FRAGATA: A Hybrid RAG System for Semantic Search Over 20 Years of HPC

Key Takeaways

• A new paper details FRAGATA, a system enabling semantic search over two decades of technical support tickets at a supercomputing center.
• It uses hybrid retrieval-augmented generation (RAG) to find relevant past incidents despite typos, language, or wording differences, showing a qualitative improvement over the legacy search.

What Happened

A research team from the Galician Supercomputing Center (CESGA) has published a paper on arXiv detailing the development and deployment of FRAGATA, a semantic search system for their 20-year archive of technical support tickets. The tickets, managed in the Request Tracker (RT) system, represent a vast repository of solved incidents and operational knowledge. The team identified that RT's native keyword search was a significant bottleneck, hindering support staff from efficiently finding relevant past solutions.

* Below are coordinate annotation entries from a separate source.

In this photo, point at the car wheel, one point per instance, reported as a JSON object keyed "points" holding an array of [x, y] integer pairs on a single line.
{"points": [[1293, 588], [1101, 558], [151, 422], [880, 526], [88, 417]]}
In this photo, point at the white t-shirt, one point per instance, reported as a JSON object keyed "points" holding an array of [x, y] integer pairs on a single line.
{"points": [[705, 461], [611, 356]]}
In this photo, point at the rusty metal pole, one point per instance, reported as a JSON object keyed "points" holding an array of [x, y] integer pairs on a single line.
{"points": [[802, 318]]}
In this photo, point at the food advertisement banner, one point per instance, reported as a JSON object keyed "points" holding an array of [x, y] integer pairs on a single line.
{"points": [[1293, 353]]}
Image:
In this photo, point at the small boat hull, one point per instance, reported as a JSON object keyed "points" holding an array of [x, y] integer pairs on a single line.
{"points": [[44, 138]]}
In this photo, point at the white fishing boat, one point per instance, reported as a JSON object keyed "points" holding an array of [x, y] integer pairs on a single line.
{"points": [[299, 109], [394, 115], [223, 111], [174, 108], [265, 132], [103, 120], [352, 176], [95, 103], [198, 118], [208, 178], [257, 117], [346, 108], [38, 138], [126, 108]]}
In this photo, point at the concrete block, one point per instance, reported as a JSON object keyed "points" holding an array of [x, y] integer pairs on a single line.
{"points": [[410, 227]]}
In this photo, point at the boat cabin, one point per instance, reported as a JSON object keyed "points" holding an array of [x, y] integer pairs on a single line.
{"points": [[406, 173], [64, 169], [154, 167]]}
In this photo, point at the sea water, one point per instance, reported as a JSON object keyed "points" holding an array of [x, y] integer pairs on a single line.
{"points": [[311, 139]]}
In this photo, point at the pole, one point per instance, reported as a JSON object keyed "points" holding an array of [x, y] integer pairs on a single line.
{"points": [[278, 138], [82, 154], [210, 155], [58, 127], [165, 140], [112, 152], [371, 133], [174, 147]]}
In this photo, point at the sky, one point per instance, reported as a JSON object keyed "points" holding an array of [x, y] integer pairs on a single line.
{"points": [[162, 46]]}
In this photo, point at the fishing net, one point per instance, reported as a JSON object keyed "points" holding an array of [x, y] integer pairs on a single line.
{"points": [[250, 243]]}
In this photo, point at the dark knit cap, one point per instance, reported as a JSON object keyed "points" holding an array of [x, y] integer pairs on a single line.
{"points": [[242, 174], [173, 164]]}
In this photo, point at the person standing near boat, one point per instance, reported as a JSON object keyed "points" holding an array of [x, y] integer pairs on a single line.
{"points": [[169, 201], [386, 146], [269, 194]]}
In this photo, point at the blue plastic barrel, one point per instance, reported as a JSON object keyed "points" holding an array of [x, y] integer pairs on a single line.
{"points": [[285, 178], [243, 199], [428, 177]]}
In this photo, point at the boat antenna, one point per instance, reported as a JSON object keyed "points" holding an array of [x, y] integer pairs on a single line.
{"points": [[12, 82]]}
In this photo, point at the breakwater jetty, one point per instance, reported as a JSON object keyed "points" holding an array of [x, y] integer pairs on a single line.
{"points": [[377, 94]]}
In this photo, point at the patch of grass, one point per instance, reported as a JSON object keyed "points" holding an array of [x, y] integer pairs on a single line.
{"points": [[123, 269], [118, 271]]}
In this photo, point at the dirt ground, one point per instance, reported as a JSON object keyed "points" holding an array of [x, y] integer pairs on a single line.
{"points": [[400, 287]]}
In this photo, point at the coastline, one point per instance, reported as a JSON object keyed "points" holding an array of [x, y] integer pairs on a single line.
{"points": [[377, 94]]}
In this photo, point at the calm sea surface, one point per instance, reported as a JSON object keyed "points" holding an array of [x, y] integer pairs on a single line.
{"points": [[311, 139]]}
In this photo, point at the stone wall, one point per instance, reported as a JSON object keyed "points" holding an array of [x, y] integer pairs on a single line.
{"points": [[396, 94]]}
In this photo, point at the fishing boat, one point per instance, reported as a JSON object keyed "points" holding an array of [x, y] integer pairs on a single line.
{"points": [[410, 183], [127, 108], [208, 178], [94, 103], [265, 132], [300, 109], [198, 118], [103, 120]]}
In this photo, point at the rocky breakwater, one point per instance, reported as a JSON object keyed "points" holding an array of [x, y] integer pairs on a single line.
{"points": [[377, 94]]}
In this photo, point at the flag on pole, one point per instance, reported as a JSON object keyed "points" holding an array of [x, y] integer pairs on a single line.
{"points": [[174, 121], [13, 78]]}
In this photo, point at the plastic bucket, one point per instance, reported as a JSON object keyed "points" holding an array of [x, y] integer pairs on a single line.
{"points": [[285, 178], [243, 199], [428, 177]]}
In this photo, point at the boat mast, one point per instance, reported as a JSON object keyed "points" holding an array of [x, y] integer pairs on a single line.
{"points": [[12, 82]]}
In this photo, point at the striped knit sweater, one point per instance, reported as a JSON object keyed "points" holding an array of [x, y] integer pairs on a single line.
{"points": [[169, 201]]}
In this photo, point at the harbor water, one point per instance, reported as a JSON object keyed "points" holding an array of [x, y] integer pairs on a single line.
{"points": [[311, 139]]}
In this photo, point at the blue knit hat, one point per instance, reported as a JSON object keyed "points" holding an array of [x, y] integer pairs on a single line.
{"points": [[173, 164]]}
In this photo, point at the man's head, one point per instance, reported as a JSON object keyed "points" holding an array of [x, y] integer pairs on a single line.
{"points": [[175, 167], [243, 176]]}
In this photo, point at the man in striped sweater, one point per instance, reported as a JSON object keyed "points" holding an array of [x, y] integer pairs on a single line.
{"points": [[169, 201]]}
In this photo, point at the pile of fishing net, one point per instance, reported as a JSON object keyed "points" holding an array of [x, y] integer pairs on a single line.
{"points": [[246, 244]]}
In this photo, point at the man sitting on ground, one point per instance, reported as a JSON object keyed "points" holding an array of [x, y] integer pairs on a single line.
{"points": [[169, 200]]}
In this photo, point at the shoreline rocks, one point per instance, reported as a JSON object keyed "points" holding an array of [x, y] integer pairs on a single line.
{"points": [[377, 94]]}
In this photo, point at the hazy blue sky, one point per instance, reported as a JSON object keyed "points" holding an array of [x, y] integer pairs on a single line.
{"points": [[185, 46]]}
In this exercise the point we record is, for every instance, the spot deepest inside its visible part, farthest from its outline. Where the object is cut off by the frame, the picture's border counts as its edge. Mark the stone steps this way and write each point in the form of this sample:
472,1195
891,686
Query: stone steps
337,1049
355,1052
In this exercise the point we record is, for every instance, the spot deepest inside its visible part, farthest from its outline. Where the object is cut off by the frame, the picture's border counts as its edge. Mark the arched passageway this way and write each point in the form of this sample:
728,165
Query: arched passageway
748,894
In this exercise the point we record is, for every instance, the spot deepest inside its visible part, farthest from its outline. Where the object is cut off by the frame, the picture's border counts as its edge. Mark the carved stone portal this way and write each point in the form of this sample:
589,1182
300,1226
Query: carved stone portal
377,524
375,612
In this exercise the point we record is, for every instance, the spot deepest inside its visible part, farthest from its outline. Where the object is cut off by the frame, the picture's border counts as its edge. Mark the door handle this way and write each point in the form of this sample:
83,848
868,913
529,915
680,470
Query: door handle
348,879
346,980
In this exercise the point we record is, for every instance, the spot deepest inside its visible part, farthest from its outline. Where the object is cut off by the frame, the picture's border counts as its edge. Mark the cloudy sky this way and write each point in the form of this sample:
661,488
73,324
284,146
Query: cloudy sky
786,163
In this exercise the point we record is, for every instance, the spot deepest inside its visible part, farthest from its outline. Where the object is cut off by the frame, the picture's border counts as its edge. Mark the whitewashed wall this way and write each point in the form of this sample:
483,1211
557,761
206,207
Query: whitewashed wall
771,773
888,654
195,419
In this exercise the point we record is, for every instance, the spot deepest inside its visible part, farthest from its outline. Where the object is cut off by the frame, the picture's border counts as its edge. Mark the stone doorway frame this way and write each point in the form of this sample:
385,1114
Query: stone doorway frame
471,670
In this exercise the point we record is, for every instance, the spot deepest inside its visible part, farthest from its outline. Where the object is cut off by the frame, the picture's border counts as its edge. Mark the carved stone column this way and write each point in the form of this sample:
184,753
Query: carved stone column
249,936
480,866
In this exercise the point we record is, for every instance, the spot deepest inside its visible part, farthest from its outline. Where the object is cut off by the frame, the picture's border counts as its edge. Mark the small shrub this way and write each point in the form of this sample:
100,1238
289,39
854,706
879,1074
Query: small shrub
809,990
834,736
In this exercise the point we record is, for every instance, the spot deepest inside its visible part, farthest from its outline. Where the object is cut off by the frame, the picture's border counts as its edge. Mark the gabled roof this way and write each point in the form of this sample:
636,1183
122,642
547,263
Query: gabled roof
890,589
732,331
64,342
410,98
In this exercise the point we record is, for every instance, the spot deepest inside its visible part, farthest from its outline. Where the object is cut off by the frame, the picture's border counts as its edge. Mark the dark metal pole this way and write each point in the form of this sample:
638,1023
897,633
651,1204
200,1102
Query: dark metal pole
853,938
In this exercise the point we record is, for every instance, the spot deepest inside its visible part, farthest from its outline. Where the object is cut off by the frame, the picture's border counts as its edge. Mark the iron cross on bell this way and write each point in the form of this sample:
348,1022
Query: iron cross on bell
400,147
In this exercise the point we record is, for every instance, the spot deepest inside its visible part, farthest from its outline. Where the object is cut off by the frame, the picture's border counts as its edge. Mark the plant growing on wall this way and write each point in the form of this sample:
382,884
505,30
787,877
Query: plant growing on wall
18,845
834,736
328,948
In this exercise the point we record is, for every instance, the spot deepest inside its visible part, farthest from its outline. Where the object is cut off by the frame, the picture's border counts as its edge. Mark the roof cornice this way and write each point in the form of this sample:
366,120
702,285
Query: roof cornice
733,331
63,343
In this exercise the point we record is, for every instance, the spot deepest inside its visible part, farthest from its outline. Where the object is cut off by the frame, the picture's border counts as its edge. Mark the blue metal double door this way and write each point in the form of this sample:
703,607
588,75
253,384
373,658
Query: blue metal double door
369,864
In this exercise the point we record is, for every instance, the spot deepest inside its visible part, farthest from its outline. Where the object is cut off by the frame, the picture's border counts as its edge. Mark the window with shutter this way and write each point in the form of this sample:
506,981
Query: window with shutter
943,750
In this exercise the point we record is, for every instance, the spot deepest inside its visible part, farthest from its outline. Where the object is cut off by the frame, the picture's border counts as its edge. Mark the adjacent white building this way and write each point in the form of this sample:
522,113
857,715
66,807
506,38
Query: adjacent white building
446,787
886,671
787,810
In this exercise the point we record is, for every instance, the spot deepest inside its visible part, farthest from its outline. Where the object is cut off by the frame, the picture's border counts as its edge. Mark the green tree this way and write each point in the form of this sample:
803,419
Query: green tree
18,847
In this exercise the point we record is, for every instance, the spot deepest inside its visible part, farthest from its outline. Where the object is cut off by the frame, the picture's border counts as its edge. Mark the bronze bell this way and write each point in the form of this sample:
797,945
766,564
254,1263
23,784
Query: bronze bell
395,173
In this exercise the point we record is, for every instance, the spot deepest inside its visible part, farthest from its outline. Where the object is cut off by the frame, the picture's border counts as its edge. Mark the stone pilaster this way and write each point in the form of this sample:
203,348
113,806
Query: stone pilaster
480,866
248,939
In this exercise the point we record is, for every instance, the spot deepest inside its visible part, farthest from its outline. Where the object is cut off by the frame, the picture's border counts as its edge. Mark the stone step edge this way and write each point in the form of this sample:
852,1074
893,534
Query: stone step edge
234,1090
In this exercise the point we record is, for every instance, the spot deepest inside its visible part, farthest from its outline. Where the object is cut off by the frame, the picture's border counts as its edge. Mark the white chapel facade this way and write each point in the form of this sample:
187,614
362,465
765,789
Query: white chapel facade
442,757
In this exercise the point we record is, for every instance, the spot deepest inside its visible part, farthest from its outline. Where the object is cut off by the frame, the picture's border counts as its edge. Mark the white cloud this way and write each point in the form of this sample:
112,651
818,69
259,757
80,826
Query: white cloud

FRAGATA was built to solve this by applying modern information retrieval techniques, specifically a hybrid Retrieval-Augmented Generation (RAG) architecture. The system is designed to understand the intent behind a support query, retrieving relevant tickets regardless of the language used, the presence of spelling errors, or the specific phrasing. The architecture is deployed on CESGA's infrastructure, supports incremental updates without downtime, and offloads computationally expensive embedding and indexing tasks to the center's FinisTerrae III supercomputer. Preliminary qualitative assessments indicate the system provides a substantial improvement over the previous search capability.

Technical Details

The core innovation of FRAGATA lies in its application of a hybrid RAG approach to a long-tail, domain-specific corpus of unstructured text. While the paper's full technical details are on arXiv, the abstract indicates a system that likely combines:

1. Semantic Embedding & Indexing: Converting 20 years of ticket text (subject lines, descriptions, solutions) into vector embeddings to enable similarity search beyond keywords.
2. Hybrid Retrieval: Possibly blending dense vector search (for semantic meaning) with sparse lexical search (for exact term matching) to improve recall and precision.
3. RAG Pipeline: Using the retrieved relevant ticket histories as context for a large language model (LLM) to generate concise answers or summaries for support agents.
4. Production Architecture: The system is built for operational use, featuring incremental updates to incorporate new tickets and leveraging HPC resources for batch processing of the embedding workload.

This work is a concrete example of moving RAG from a conceptual framework to a deployed, mission-critical application, a trend noted in the broader AI community. It tackles real-world challenges of legacy data silos and noisy, multilingual text.

Retail & Luxury Implications

While FRAGATA is built for high-performance computing support, its underlying architecture is directly applicable to a critical, yet often overlooked, function in retail and luxury: customer service and internal knowledge management.

Every major brand and retailer sits on decades of unstructured data that mirrors the HPC ticket corpus:

• Customer Service Tickets: Historical records from CRM systems like Salesforce Service Cloud or Zendesk, containing queries about product defects, sizing, care instructions, and policy clarifications.
• Internal IT & Operations Logs: Tickets for POS system failures, warehouse management issues, or e-commerce platform bugs.
• Employee Knowledge Bases: Manually curated FAQs, training documents, and process guides that become outdated and difficult to search.

A FRAGATA-like system could transform these archives from passive records into active intelligence. A customer service agent facing a novel complaint about a sustainable material's care could instantly surface all related past cases and resolutions. A retail operations manager troubleshooting a new inventory sync error could find similar incidents from five years prior. The ability to search semantically—by problem intent rather than exact keywords—dramatically reduces mean time to resolution (MTTR) and prevents knowledge loss from staff turnover.

The technical requirements—vector databases, embedding models, and orchestration frameworks—are now commodity components. The primary challenge for retail would be the data engineering effort to unify and clean historical data from disparate legacy systems, a task analogous to what the CESGA team undertook with their RT history.